SRFI 231 - Easy conversion for common array formats Jens Axel Søgaard (13 Jan 2022 15:53 UTC)
Re: SRFI 231 - Easy conversion for common array formats Bradley Lucier (13 Jan 2022 19:30 UTC)
Re: SRFI 231 - Easy conversion for common array formats Jens Axel Søgaard (13 Jan 2022 21:46 UTC)
Re: SRFI 231 - Easy conversion for common array formats Bradley Lucier (16 Jan 2022 22:11 UTC)
Re: SRFI 231 - Easy conversion for common array formats John Cowan (17 Jan 2022 18:50 UTC)
Re: SRFI 231 - Easy conversion for common array formats Bradley Lucier (18 Jan 2022 16:52 UTC)
Re: SRFI 231 - Easy conversion for common array formats John Cowan (19 Jan 2022 23:25 UTC)
Re: SRFI 231 - Easy conversion for common array formats Lucier, Bradley J (19 Jan 2022 23:45 UTC)
Re: SRFI 231 - Easy conversion for common array formats Bradley Lucier (20 Jan 2022 15:54 UTC)
Re: SRFI 231 - Easy conversion for common array formats Jens Axel Søgaard (20 Jan 2022 16:19 UTC)
Re: SRFI 231 - Easy conversion for common array formats Bradley Lucier (20 Jan 2022 17:57 UTC)
Re: SRFI 231 - Easy conversion for common array formats Jens Axel Søgaard (20 Jan 2022 19:08 UTC)

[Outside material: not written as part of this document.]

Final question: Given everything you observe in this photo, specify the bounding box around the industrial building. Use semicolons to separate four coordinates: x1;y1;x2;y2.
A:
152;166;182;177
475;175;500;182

Re: SRFI 231 - Easy conversion for common array formats Bradley Lucier 18 Jan 2022 16:51 UTC

On 1/17/22 1:50 PM, John Cowan wrote:
> Lastly, it seems to be common to use a nested-vector representation when
> the problem domain has a fixed rank, as in a 2D or 3D transformation
> matrix, and there is no need to abstract over the interval.  Since there
> is no existing function to convert a nested vector to a nested list, it
> makes sense to me for `array` to accept either a list or a vector as its
> second argument.

I just looked at the (array unquoted-nested-vectors) form of Racket's
math/array library:

https://docs.racket-lang.org/math/array_construct.html

If you want to have vectors as elements of the array you quote the
vector elements, so it's an unambiguous representation.  The type of the
array is the most specific type that contains all the entries.

It's syntax, it can examine all the elements at compile time, so it
knows what the type of the array is.

There's list->array:

https://docs.racket-lang.org/math/array_convert.html

which is a procedure, like our list->array, which takes a list to an
array.  It takes an optional argument of dimensions to specify the shape.

And array->list, which takes an array and returns a flattened list.

There's also list*->array, which turns nested lists into an array.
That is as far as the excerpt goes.